The accepted answer here, apparently advised the questioner to just pick any constant value such as 0 or 99 or -3 or whatever, to assign to the missing values in advance, and then run SVD on that. This is a bad answer if the goal is to predict on sparse datasets. But if instead the OP's goal is simply to run SVD, then pre-assigning any constant value will work fine, so pick any value and then run SVD if the results do not matter for the OP. I said SVD is a bad solution for prediction of missing values because assuming a constant value in all the sparse locations could end up being that you introducing literally more noise points than known good data points.
What's the point of learning noise? And why would you even suggest that the missing values are actually the same constant value, when the point of the exercise is to predict what they are? You don't expect the missing values to really be all the same, right? That's going to underestimate the number of principal components that result if there's constant data so pervasive in your dataset, for one thing. Also that's a very easy prediction problem then. You don't need a learning algorithm or even a factorization algorithm. You just said the missing values are a known constant. No need to impute! You did that already, manually, by just guessing the old fashioned way.
You can get fancier with SVD and pre-impute the missing values using a random distribution that's empirically derived using the mean and standard deviation from the known (non-missing) data. But then there's randomness instead of patterns in the data and you presumably expected matrix factorization and dimensionality reduction inherent in that technique to find the patterns that you expect are there. You won't discover many patterns of any use in random noise, though, so it's not helping to use this way either.
The bottom line is that the output of SVD -- or any other algorithm -- will be largely garbage whenever there is an overwhelming amount of investigator-provided junk data fed in. No algorithm can learn a good model from majority junk data. Just say no to that whole "approach."

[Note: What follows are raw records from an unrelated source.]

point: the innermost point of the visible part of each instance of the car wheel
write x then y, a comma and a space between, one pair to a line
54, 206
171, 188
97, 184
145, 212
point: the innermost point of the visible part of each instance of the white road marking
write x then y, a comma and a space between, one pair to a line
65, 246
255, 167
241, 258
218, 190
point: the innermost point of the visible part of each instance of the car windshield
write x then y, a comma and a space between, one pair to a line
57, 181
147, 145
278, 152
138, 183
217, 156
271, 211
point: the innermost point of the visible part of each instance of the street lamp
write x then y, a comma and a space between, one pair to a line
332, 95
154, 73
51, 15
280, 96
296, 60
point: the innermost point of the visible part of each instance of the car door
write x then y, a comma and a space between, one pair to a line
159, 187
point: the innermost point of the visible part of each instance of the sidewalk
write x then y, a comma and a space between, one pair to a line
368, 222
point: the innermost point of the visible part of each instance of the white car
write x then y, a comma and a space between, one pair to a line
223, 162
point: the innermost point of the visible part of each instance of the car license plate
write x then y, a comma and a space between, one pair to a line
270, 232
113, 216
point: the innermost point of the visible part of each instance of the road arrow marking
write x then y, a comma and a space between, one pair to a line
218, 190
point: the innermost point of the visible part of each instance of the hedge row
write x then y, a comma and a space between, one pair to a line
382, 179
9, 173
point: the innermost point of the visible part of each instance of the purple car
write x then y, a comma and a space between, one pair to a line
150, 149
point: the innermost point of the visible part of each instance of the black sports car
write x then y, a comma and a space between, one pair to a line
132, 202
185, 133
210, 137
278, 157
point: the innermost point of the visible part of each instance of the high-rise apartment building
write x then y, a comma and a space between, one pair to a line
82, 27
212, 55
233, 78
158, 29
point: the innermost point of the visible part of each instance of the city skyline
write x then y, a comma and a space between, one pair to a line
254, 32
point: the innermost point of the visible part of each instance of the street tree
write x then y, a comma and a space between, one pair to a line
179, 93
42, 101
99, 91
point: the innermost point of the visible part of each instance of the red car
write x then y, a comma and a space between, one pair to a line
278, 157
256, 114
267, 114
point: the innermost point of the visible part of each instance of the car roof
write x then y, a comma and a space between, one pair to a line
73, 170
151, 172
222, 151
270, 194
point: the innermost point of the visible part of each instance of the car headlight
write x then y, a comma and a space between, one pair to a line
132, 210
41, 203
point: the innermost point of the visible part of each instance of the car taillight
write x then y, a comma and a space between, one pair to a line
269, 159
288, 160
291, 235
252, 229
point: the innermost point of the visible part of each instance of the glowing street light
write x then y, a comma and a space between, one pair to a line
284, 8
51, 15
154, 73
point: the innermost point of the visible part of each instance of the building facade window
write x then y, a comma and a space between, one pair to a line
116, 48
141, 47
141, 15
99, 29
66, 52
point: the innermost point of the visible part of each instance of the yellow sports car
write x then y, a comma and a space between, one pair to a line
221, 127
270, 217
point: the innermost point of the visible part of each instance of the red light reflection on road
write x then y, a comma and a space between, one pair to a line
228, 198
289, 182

It seems likely that the OP's goal is to predict, and to use a matrix factorization design as part of the learning algorithm. In this case, the nice thing is you can feasibly write your own cost function which crucially omits from the cost, any predictions made against the missing values. No junk data whatsoever is fed to the learning algorithm this way. Use a good gradient-descent based optimizer, such as Adam (there are others). You can get a solution that's measurably accurate to whatever degree on training, dev, and test dataset, provided you follow a good machine learning project methodology. Feel free to add terms and complexity to your model like user bias, item bias, global bias, regularization, or whatever else you need to control bias error and variance error to your project's requirements and available datasets.
A modern machine learning development package make this a practical approach now. TensorFlow for example (or Microsoft CNTK et al) can help you do exactly what I described on a sparse dataset using a matrix factorization model.